The seasonally adjusted annual rate (SAAR) ended up at 17.49 million. This is the seventh straight month the figure surpasses 17 million units.
The increasing demand of light trucks felt stronger last month with sales of trucks and SUVs hiking 16.3% while car sales plunged 9.2%, Autodata figures show. Nearly two-thirds of all vehicles sold were trucks or SUVs.
Such trend boosted sales of the Big Detroit 3 automakers far more than expected with General Motors (GM) leading the pack after it posted a surprising 15.7% gain to 296,138 vehicles. The automaker announced today that after March, it would stop reporting monthly sales in favor of quarterly numbers.
Following GM also with a two-digit jump was Fiat Chrysler Automobiles (FCA) and its 13.6% rise to 216,063 vehicles, lifted by a skyrocketing 44.7% increase in sales by the Jeep brand. Ford Motor was up 3.5% to 243,021 units.
Among the Japanese automakers, Subaru continued its hot sales streak with a 5.9% increase to 58,097 cars and SUVs, Honda rose 3.8% to 142,392 units led by the Acura luxury brand, which saw a 15.7% increase, Toyota was up 3.5% to 222,782 vehicles, while Nissan declined 3.7% to 162,535.

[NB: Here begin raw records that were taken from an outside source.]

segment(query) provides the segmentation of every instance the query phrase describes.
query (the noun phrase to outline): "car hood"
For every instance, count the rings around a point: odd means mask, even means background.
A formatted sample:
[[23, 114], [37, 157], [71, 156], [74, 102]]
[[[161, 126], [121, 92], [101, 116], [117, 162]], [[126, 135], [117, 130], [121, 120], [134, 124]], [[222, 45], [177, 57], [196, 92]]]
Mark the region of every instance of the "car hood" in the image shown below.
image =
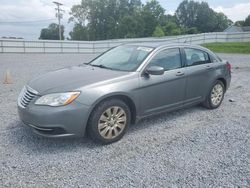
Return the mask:
[[89, 65], [67, 67], [46, 73], [31, 80], [28, 85], [39, 92], [73, 91], [93, 83], [106, 81], [129, 74], [128, 72], [109, 70]]

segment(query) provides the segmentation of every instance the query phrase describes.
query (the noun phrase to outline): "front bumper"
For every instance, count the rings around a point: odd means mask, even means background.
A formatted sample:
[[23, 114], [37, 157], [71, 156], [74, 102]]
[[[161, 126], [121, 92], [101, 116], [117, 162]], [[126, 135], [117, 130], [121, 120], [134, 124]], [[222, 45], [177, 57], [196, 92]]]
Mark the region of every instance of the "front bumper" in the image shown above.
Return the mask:
[[26, 108], [18, 104], [18, 114], [23, 123], [46, 137], [84, 136], [89, 109], [89, 106], [76, 101], [61, 107], [35, 105], [33, 101]]

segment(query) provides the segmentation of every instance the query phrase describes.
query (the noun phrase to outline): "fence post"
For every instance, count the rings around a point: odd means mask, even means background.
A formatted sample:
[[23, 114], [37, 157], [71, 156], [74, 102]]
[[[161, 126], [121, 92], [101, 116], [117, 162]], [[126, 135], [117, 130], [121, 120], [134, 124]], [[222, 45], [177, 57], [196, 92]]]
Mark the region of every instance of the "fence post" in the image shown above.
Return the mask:
[[45, 53], [45, 41], [43, 41], [42, 43], [43, 43], [43, 53]]
[[77, 52], [80, 53], [80, 43], [76, 43], [77, 44]]
[[1, 40], [1, 52], [3, 53], [3, 41]]
[[26, 49], [25, 49], [25, 41], [23, 41], [23, 53], [26, 52]]
[[63, 42], [60, 41], [61, 53], [63, 53]]

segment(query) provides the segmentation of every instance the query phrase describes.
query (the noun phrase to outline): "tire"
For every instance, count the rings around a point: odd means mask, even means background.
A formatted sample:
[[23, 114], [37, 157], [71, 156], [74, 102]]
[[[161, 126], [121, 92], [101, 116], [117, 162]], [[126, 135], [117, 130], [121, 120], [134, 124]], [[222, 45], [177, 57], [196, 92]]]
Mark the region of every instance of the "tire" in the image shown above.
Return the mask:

Korean brands Hyundai and Kia saw a mixed result with the first posting a 11% decrease to 61,540 units due to a lack of crossovers in its catalog, while the latter saw a 2.5% increase to 50,645 vehicles, boosted by a 41% hike in sales of the Sportage CUV.
Volkswagen sales were up 13.5% to 52,992 units.
The U.S. market is the main destination of Mexico’s auto exports representing more than 70% of total. According to Wards Auto, Mexico-made vehicles currently account for around of 15% total U.S. auto sales.